Regression analyses with SNPs for the additive model

graphic file with name nst042t3.jpg

Gray represents unstandardized betas that need to be exponentiated to interpret on a rate ratio scale (40). n = 155–165.

Pb, post-betrayal controlling for baseline.

*P < 0.05; **P ≤ 0.01.

After Bonferroni correction for multiple testing, the association of rs2268494 and initial rates of cooperation remained significant (P = 0.008). However, the low number of individuals with the AA genotype on rs2268494 (n = 4) led us to re-run the analysis, grouping those with the AA and AT genotypes (n = 30) and comparing them with participants with the TT genotype (n = 135). Individuals with either the AA or AT genotype defected significantly more often (i.e. they were less cooperative) during the initial cooperative regimen than those with the TT genotype (b = 0.44, SE = 0.17, P = 0.008). Exponentiating b = 0.44 (see Atkins and Gallop, 2007) results in a rate ratio of 1.55, which indicates that compared with individuals with no copies of the A allele on rs2268494, those with one copy or two copies of the A allele defected 55% more frequently during the initial rounds of cooperative play, but this relationship became non-significant after Bonferroni correction (P = 0.084).

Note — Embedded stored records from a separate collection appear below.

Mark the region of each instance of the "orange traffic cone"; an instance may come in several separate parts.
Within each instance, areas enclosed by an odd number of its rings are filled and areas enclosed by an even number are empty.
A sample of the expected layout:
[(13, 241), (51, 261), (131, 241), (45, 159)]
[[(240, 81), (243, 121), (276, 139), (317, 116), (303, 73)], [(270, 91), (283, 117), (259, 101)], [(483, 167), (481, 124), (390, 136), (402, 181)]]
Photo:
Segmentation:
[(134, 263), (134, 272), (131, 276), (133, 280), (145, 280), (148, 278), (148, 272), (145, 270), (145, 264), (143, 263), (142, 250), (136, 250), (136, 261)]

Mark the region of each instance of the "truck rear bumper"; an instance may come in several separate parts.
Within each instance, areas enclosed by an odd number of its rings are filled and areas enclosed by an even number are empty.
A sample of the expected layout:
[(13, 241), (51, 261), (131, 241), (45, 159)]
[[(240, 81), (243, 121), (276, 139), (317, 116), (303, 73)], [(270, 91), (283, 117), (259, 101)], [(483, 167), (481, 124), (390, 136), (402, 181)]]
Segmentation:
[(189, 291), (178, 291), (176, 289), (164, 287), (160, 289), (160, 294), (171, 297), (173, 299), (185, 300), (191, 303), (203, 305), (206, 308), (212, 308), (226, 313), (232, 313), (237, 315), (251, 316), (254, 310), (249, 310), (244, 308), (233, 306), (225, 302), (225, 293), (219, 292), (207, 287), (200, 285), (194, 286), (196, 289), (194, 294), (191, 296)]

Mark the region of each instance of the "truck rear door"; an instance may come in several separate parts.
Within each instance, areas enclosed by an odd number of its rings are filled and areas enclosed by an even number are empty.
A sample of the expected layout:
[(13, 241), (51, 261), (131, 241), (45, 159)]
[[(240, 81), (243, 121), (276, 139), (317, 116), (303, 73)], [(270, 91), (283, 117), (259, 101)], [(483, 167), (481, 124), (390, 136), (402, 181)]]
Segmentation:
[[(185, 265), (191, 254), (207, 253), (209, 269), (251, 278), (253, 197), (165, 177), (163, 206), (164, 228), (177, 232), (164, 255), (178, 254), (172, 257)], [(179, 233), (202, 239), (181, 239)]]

Several associations with individual SNPs and post-betrayal satisfaction were nearly statistically significant after Bonferroni correction: The addition of the G allele on rs237887 (P = 0.056), the A allele on rs237897 (P = 0.064) and the A allele on rs53576 (P = 0.1) was associated with lower levels of self-reported satisfaction after betrayal, whereas the addition of the T allele on rs1042778 (P = 0.069) was associated with higher levels of self-reported satisfaction after betrayal. However, none of these associations or single-marker associations with post-betrayal anger was statistically significant after multiple test correction.

Multi-marker analyses

Two haplotype blocks were identified: Block 1 contained rs237887 and rs2268490, and Block 2 contained rs9840864 and rs2268494. Haplotype phase (frequencies of specific haplotypes across the sample) was estimated using PLINK (Purcell et al., 2007; http://pngu.mgh.harvard.edu/purcell/plink). Block 1 included the following haplotype rates: AC (F = 0.618), GC (F = 0.248) and GT (F = 0.133) (no AT haplotype was estimated). Block 2 included the following haplotype rates: GT (F = 0.725), CT (F = 0.171) and CA (F = 0.104) (no GA haplotype was estimated). Thus, two specific haplotypes within each block had frequencies>0.15. This resulted in analysis of a total of four haplotypes (AC and GC from Block 1; CT and GT from Block 2). We conducted separate regressions for each dependent variable (initial defection, delay of retaliation, satisfaction and anger). As in single-marker analyses, we used the additive model, in which a person could have zero, one or two copies of the specific haplotype under consideration.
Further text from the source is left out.